ALBUM REVIEW: Grind ‘Til Death – Remains
Chances are most of us will go into an album called Grind ‘Til Death with some pretty solid expectations. The debut full-length from Australian deathgrinders REMAINS doesn’t exactly scream nuance, but it’s also nowhere near as one-note as its name might lead you to expect. This is a potent, powerful concoction of brutality that actually manages to get an awful lot done in 35 minutes. Its constituent parts should be quite familiar to most listeners, but pulled together in this way they rarely fail to impress, and in the process end up delivering one of the stronger most straight-up ‘extreme’ releases of the year so far.
Before we get too far ahead of ourselves, it’s worth emphasising that REMAINS are still definitely a deathgrind band. Grind ‘Til Death comprises 18 songs and only four of them stretch past the two-minute mark. It also features tracks with titles like Body In The Bin and Bludgeoned To Death, and if you’re looking for blast beats and gutturals you won’t leave disappointed at all. The essential elements are all very much present and correct, it’s just that the band don’t quite stop there.
For starters, and admittedly not a huge eyebrow-raiser in the days of the likes of FULL OF HELL and KNOLL, Grind ‘Til Death often comes with a pretty blackened aura – that slightly icier bite to some of the blasty tremolo combos heard on tracks like Bloodthirst and Human Brodo, for example. Perhaps more interesting however is that Grind ‘Til Death also often grooves way harder than it has any right to. A comparison to latter-era PIG DESTROYER would be easy and accurate here, but at times it even seems reasonable to extend this to the mid-00s swagger and heft of bands like LAMB OF GOD and KILLSWITCH ENGAGE. Don’t believe us? Listen to the likes of Shot Dead, Lords Of Grind and Remains and then see how you feel.
Picking up on the ‘death’ side of the deathgrind equation, even that feels quite broad in REMAINS’ hands. There are actually a fair few points where they even seem to borrow from melodeath and the iconic Gothenburg scene, including not least in the back-to-back early pairing of You’re On Fire and Intercorpse. Again, it’s not the furthest leap away from the other elements in REMAINS’ musical melting pot, but it does just keep things feeling fresh and varied enough in a genre that can so often stick rigidly to a single lane. It’s all woven together wonderfully too, always feeling like the work of a single cohesive unit and avoiding any overly sharp left turns to maintain a constant sense of momentum.

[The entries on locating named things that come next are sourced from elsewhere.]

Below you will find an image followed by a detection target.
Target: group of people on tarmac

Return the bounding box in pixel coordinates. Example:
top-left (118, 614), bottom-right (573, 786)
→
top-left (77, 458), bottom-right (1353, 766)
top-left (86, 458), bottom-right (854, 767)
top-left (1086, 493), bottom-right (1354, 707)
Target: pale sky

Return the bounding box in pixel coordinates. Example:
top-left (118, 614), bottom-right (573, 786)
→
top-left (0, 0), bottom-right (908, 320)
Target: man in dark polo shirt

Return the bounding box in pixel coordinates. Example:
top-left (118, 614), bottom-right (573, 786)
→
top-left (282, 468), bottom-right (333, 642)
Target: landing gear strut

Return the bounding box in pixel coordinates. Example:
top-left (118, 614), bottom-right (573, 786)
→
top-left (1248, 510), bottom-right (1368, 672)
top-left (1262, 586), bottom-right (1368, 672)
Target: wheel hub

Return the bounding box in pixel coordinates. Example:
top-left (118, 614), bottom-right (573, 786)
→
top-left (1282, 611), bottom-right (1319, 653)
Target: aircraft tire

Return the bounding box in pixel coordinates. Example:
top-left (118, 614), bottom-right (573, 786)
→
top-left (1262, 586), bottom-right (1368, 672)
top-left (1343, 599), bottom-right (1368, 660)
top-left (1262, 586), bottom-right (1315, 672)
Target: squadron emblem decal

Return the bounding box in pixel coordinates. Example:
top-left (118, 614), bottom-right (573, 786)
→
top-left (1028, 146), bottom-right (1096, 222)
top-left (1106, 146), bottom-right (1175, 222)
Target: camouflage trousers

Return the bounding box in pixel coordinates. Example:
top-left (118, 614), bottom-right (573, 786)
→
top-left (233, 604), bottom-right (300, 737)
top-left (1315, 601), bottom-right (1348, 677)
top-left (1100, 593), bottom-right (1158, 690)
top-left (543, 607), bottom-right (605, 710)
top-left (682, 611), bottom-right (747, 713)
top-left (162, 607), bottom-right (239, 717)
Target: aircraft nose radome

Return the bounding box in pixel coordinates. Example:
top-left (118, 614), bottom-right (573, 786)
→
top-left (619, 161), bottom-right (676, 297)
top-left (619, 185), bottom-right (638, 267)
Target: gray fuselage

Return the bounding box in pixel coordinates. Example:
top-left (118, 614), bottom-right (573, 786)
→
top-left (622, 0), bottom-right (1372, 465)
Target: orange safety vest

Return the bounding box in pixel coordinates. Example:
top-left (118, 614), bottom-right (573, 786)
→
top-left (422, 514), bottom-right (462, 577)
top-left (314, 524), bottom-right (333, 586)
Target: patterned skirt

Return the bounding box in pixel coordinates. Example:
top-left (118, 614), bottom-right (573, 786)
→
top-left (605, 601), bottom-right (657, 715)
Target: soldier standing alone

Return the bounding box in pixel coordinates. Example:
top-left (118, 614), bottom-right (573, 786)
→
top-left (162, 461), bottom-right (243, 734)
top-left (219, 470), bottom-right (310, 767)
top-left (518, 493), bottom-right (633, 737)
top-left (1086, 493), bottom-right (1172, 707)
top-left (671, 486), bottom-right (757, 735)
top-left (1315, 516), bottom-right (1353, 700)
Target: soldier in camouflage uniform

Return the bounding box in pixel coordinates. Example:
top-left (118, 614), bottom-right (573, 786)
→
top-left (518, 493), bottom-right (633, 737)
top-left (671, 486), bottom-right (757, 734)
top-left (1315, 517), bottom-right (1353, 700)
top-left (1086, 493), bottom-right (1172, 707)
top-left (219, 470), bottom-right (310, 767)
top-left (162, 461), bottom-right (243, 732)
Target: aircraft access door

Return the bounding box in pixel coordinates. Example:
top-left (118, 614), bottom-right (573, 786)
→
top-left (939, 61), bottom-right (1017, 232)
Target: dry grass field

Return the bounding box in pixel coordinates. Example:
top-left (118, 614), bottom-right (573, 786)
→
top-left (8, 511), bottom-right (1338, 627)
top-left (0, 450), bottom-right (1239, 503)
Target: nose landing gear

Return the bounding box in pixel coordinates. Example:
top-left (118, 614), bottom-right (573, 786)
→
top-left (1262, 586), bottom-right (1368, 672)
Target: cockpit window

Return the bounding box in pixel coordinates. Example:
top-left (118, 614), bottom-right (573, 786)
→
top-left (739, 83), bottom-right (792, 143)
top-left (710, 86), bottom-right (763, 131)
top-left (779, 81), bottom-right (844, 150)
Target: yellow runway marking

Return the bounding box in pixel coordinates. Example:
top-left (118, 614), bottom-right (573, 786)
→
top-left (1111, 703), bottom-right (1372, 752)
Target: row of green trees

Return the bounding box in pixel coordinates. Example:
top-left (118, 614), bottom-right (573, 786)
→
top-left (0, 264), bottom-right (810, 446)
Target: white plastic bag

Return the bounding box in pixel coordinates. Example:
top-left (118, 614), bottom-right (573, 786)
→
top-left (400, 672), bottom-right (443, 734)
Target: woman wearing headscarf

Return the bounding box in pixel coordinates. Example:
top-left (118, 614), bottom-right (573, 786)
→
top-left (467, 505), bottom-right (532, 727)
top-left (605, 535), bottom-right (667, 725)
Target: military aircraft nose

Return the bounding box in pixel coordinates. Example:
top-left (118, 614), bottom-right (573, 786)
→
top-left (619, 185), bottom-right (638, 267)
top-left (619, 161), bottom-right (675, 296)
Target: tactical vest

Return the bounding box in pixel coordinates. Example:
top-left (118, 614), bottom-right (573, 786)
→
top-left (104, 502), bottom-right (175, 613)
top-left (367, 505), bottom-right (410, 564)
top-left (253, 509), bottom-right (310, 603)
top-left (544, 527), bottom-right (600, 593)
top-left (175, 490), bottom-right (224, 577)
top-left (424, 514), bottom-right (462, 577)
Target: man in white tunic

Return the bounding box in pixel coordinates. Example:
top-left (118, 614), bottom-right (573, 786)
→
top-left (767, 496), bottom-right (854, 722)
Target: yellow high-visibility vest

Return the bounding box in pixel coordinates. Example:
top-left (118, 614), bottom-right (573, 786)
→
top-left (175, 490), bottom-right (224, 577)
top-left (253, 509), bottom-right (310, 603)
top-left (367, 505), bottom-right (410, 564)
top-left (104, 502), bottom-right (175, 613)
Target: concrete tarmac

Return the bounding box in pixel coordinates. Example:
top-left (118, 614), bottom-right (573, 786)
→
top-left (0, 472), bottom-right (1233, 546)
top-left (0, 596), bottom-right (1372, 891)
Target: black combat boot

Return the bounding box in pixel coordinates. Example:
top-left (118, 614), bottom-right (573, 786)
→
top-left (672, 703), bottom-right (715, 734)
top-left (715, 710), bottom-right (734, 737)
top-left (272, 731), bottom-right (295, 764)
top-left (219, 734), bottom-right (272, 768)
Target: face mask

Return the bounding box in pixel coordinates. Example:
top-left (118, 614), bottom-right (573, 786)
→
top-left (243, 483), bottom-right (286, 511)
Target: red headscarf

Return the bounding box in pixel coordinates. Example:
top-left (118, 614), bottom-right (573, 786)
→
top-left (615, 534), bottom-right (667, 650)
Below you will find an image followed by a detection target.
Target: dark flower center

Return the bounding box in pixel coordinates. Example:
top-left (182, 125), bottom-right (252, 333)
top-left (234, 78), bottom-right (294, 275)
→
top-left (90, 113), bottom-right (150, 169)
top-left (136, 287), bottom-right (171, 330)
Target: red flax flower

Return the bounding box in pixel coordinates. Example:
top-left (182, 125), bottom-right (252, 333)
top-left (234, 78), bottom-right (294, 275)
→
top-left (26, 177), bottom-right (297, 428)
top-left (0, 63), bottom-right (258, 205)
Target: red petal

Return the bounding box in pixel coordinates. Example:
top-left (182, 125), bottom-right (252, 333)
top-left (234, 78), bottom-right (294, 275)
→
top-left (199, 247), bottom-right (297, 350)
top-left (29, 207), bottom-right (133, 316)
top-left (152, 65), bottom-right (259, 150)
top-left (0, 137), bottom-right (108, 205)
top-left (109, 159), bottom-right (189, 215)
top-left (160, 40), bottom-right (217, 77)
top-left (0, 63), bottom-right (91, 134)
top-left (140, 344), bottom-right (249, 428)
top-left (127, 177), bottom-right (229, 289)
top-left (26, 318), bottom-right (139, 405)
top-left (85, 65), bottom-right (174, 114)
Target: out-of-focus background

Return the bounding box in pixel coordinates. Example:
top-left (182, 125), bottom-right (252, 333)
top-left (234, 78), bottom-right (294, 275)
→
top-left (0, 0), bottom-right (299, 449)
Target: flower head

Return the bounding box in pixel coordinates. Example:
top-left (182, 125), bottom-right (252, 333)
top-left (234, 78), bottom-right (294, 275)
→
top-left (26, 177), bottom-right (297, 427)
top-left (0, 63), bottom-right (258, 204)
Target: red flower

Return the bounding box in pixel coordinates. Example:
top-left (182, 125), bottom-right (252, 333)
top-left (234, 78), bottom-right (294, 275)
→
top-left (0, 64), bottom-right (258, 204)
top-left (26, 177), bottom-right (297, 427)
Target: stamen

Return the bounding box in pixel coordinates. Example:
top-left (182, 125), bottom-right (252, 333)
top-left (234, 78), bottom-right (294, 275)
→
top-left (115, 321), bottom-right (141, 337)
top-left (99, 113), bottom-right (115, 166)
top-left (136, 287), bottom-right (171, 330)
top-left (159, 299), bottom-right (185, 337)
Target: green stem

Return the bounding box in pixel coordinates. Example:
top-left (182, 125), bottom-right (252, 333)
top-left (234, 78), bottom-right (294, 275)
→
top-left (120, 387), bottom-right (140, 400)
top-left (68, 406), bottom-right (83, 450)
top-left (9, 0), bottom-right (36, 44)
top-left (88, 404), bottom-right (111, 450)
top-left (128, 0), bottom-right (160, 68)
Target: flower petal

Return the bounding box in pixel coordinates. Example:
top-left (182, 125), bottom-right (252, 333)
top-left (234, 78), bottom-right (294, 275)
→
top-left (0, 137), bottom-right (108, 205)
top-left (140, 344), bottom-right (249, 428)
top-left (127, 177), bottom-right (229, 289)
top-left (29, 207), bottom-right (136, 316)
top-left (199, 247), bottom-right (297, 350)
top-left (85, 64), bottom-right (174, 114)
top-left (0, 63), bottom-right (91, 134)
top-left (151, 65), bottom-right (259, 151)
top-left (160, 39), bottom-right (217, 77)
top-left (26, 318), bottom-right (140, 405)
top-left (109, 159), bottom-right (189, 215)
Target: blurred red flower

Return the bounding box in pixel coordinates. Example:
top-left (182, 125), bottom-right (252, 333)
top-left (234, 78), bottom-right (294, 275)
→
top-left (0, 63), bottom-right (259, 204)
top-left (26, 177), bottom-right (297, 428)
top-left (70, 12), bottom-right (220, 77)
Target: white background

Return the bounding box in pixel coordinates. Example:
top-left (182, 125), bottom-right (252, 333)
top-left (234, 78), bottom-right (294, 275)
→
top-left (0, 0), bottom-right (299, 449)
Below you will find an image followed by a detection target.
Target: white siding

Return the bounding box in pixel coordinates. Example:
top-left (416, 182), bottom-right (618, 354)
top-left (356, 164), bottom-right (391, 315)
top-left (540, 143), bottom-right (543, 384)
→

Perhaps as a result of this, and this is a minor and somewhat expected nit-pick, Grind ‘Til Death might just start to wash over its listeners towards the end. The songs themselves don’t get any weaker, but for all the band’s ability to throw a fair few styles into the mix, they do miss an opportunity for what could’ve been a welcome shade of dynamic variation as the record wears on. It’s not the end of the world however; the runtime is still plenty tight enough, the production is top-notch throughout, and vocalist Tony Forde stands out as a particularly savage focal point from start to finish. Boxes ticked all round.
Maybe we’re making too much of all this, but honestly it really doesn’t feel that way. Grind ‘Til Death might not shoot for the more demented experimentalism of the aforementioned likes of FULL OF HELL and KNOLL, but it is still a thoroughly refreshing slice of potent and varied deathgrind excellence. Perhaps none of that’s a surprise when one learns that the members of REMAINS all boast some hefty past experience in the Aussie scene, but even so, as a debut full-length for this particular project you couldn’t ask for much more of an emphatic opening statement.
Rating: 8/10
Grind ‘Til Death is set for release on July 15th via Spikerot Records.